Pubdate: Wed, 27 Jul 2005
Source: Amarillo Globe-News (TX)
Copyright: 2005 Amarillo Globe-News
Bookmark: (Methamphetamine)


Panhandle law enforcement's campaign against methamphetamine manufacture 
has gotten some valuable help.

It has come in the form of two congressional measures designed to halt the 
flood of pseudoephedrine to Mexican meth labs. The ingredient is critical 
to the production of meth.

One measure requires the U.S. State Department to analyze imports of 
pseudoephedrine by Mexico to determine its legitimate demand. The other 
measure would require American officials to work with Mexican officials to 
reduce the illicit smuggling of pseudophedrine.

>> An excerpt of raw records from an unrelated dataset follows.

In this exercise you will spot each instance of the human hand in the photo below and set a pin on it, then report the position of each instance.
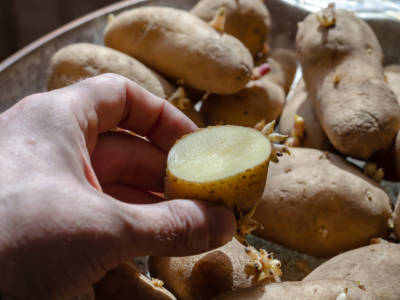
(61, 227)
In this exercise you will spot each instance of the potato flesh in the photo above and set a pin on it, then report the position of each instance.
(218, 152)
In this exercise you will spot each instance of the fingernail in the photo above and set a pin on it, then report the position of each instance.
(222, 225)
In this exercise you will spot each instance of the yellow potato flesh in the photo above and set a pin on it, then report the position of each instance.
(225, 164)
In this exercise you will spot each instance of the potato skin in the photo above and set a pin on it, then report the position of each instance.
(125, 282)
(300, 103)
(206, 275)
(376, 267)
(392, 74)
(79, 61)
(247, 20)
(298, 290)
(183, 47)
(261, 99)
(343, 73)
(283, 66)
(317, 203)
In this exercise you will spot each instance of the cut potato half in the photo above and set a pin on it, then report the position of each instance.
(224, 164)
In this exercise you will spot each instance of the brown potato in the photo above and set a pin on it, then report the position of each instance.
(300, 103)
(317, 203)
(126, 282)
(283, 67)
(181, 101)
(344, 77)
(260, 100)
(312, 290)
(247, 20)
(181, 46)
(390, 160)
(375, 267)
(206, 275)
(79, 61)
(87, 295)
(392, 73)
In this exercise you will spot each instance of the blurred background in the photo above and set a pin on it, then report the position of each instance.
(23, 21)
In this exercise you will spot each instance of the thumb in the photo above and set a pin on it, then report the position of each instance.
(174, 228)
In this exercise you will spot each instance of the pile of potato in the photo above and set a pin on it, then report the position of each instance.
(215, 65)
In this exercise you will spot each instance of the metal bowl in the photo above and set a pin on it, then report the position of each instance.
(25, 72)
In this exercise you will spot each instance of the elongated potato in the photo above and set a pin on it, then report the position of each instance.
(317, 203)
(185, 105)
(206, 275)
(126, 282)
(341, 60)
(392, 73)
(79, 61)
(390, 160)
(375, 267)
(247, 20)
(312, 290)
(261, 99)
(183, 47)
(283, 67)
(300, 103)
(295, 265)
(225, 164)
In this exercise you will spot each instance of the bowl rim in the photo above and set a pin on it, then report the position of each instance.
(36, 44)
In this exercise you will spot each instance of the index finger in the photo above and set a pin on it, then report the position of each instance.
(103, 102)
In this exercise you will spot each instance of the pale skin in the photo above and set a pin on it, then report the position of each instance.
(74, 198)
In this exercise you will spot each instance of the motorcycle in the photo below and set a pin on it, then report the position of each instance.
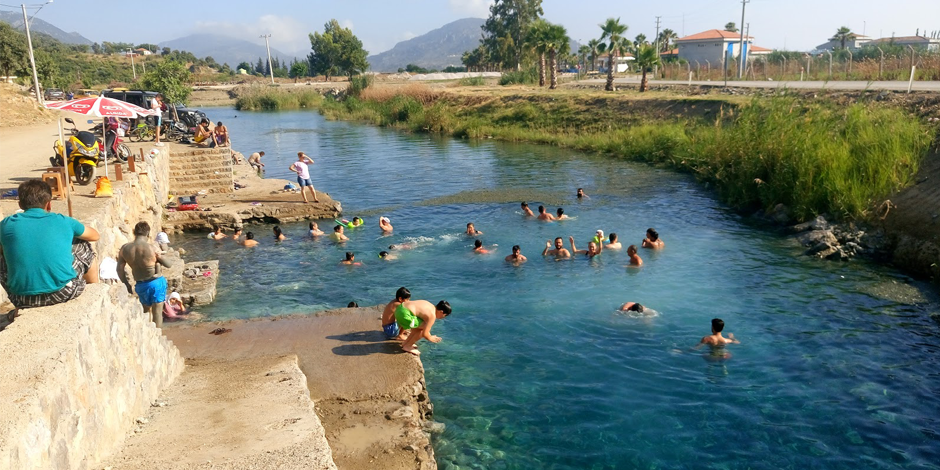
(83, 150)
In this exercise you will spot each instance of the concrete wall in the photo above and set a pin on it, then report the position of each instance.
(75, 376)
(194, 170)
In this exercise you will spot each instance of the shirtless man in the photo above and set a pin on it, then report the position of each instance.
(389, 325)
(717, 342)
(386, 225)
(516, 257)
(249, 240)
(337, 235)
(472, 231)
(635, 259)
(652, 240)
(559, 252)
(614, 243)
(526, 211)
(143, 260)
(418, 316)
(545, 215)
(478, 248)
(593, 250)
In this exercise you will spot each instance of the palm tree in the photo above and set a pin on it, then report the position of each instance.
(537, 39)
(665, 40)
(557, 41)
(613, 30)
(595, 45)
(843, 34)
(646, 59)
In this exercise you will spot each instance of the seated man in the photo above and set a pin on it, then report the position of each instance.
(144, 261)
(45, 258)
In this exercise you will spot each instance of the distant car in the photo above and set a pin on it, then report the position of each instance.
(53, 94)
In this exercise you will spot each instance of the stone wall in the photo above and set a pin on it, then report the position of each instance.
(77, 375)
(194, 170)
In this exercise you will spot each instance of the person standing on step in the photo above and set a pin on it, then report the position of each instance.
(303, 175)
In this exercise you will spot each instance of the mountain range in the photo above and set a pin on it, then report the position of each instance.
(435, 50)
(225, 49)
(37, 25)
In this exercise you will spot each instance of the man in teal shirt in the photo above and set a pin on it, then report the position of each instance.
(45, 258)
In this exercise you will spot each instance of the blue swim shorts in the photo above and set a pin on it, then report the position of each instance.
(152, 291)
(391, 330)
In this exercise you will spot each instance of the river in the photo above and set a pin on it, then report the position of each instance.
(537, 369)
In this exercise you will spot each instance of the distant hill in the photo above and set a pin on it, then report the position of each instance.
(37, 25)
(225, 49)
(435, 50)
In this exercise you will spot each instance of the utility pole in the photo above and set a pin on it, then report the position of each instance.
(268, 46)
(133, 66)
(741, 45)
(32, 59)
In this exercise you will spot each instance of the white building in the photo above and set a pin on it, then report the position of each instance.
(711, 46)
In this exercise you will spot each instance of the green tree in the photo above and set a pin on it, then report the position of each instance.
(557, 41)
(298, 69)
(171, 79)
(843, 34)
(12, 50)
(505, 30)
(613, 31)
(337, 51)
(646, 58)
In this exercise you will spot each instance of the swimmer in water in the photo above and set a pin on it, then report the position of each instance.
(217, 234)
(652, 240)
(389, 325)
(716, 342)
(632, 307)
(249, 240)
(545, 215)
(526, 211)
(593, 250)
(337, 235)
(472, 231)
(613, 244)
(385, 224)
(417, 317)
(516, 257)
(635, 259)
(479, 249)
(350, 260)
(559, 252)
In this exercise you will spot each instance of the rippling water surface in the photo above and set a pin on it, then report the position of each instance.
(537, 370)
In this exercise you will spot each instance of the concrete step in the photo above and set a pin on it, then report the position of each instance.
(250, 413)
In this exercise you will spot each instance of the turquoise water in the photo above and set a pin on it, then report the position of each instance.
(537, 369)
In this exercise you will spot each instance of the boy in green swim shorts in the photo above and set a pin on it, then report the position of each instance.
(419, 316)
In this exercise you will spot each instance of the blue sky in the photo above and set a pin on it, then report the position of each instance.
(777, 24)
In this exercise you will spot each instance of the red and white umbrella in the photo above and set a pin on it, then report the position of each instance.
(102, 107)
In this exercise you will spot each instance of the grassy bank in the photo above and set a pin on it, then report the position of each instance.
(814, 157)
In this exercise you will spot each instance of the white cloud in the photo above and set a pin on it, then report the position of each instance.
(287, 34)
(478, 8)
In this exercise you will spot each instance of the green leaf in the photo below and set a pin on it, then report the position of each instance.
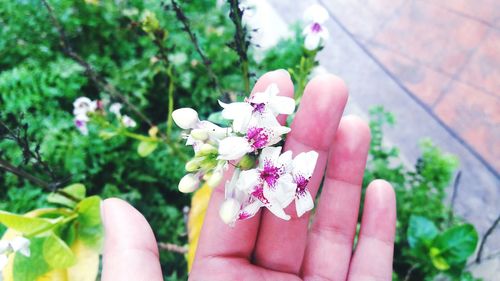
(57, 254)
(421, 231)
(76, 190)
(34, 266)
(437, 260)
(146, 147)
(456, 244)
(25, 225)
(89, 218)
(216, 118)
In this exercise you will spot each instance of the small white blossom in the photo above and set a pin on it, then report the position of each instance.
(270, 183)
(315, 32)
(128, 122)
(302, 169)
(189, 183)
(260, 108)
(83, 105)
(116, 108)
(81, 121)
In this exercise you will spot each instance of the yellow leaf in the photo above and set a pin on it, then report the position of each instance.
(85, 269)
(199, 204)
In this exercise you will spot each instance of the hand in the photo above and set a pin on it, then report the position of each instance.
(266, 247)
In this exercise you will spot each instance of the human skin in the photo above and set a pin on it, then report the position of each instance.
(266, 247)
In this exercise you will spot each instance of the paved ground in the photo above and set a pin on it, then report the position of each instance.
(436, 65)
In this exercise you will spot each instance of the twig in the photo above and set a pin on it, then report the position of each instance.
(181, 16)
(454, 195)
(6, 166)
(93, 75)
(240, 43)
(485, 237)
(172, 248)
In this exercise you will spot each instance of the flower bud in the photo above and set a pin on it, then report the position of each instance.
(199, 134)
(206, 149)
(193, 165)
(215, 179)
(189, 183)
(247, 162)
(186, 118)
(229, 210)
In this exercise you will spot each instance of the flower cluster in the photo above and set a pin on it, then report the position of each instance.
(84, 108)
(263, 176)
(315, 32)
(18, 244)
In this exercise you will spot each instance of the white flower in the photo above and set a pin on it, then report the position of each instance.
(234, 147)
(128, 122)
(186, 118)
(115, 108)
(260, 108)
(83, 105)
(81, 121)
(21, 245)
(271, 183)
(302, 169)
(315, 32)
(189, 183)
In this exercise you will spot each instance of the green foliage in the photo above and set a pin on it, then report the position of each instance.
(428, 242)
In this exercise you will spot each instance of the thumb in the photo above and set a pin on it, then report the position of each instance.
(130, 250)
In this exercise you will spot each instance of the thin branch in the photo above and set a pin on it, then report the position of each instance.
(169, 247)
(181, 16)
(93, 75)
(6, 166)
(240, 43)
(454, 195)
(485, 237)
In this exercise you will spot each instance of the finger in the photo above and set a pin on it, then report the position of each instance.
(334, 226)
(217, 238)
(130, 250)
(281, 244)
(373, 255)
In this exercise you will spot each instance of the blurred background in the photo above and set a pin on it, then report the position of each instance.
(426, 74)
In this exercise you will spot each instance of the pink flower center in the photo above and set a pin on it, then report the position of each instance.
(258, 193)
(257, 137)
(301, 184)
(316, 27)
(270, 174)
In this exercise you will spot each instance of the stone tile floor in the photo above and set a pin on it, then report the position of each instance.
(436, 66)
(446, 53)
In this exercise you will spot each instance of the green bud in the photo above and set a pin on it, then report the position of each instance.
(193, 165)
(247, 162)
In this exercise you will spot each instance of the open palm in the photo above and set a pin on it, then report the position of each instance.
(266, 247)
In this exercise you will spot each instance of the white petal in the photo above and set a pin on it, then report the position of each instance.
(232, 148)
(229, 211)
(270, 154)
(239, 112)
(282, 105)
(185, 118)
(316, 13)
(189, 183)
(312, 41)
(303, 203)
(278, 211)
(21, 245)
(304, 163)
(248, 180)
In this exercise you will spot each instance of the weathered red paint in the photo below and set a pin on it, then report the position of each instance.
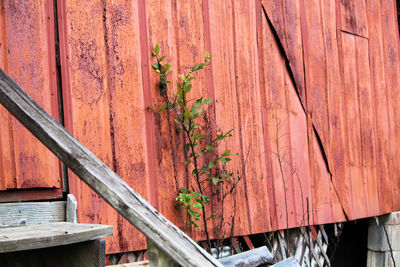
(28, 55)
(324, 120)
(312, 96)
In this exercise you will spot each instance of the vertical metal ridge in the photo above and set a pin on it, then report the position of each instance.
(150, 131)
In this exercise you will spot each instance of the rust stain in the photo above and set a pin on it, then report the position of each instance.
(327, 100)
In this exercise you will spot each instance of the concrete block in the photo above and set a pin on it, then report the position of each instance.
(377, 240)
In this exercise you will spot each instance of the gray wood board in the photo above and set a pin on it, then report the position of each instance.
(25, 213)
(49, 235)
(254, 257)
(172, 241)
(87, 254)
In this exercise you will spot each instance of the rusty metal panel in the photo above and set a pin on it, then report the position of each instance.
(27, 53)
(316, 133)
(285, 18)
(390, 48)
(105, 103)
(353, 17)
(380, 92)
(222, 33)
(284, 126)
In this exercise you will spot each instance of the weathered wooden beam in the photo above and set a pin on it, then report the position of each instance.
(49, 235)
(100, 178)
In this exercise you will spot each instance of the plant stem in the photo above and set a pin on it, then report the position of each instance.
(196, 170)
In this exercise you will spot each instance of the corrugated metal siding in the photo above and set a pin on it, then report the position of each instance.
(27, 54)
(312, 93)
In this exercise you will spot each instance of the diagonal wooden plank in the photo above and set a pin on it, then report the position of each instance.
(102, 179)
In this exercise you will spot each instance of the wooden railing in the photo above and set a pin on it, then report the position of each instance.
(166, 242)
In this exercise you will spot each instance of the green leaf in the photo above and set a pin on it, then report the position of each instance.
(210, 148)
(197, 205)
(214, 180)
(211, 165)
(197, 67)
(165, 67)
(156, 50)
(226, 153)
(212, 216)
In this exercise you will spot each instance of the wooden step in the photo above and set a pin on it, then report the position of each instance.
(49, 235)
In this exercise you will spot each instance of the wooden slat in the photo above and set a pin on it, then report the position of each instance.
(28, 55)
(102, 179)
(49, 235)
(32, 213)
(354, 17)
(380, 98)
(222, 34)
(285, 18)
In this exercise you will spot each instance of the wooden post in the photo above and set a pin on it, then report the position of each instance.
(166, 236)
(71, 209)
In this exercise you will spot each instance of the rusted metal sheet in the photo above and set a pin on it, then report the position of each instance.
(27, 53)
(105, 103)
(285, 19)
(317, 137)
(353, 16)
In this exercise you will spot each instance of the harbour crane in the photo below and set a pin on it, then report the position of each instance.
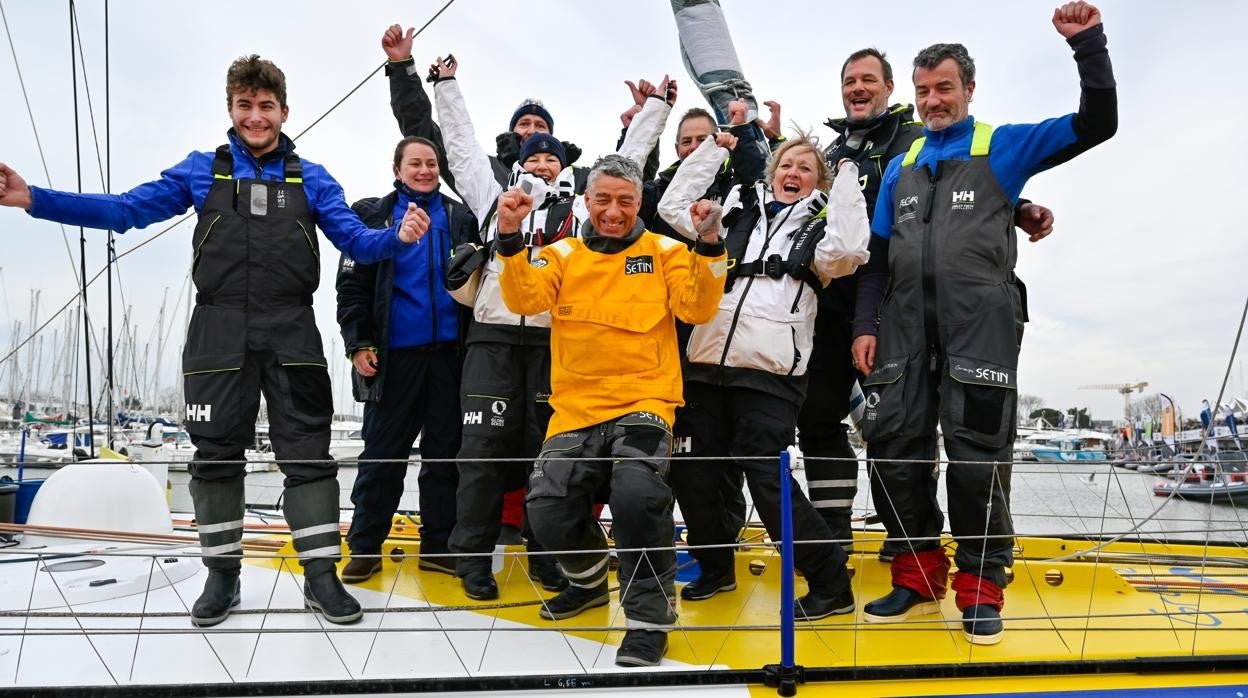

The Panhandle sits only a stone's throw from the Mexican border and has 
become a major corridor for the drugs and the ingredients critical to their 
manufacture. It's no coincidence, for instance, that the Department of 
Public Safety's Amarillo division leads the state in the rate of 
drug-related arrests along the Interstate 40 corridor.

Meantime, Panhandle lawmen are dismantling meth labs almost daily and 
arresting those suspected of engaging in this dangerous activity.

Some states, such as neighboring Oklahoma, have adopted laws regulating the 
sale of pseudophedrine. Those laws provide significant help. The feds, 
though, need to step up as well.

The U.S. House of Representatives has acted with dispatch to give local law 
enforcement the help it needs. It's time for the Senate to follow suit.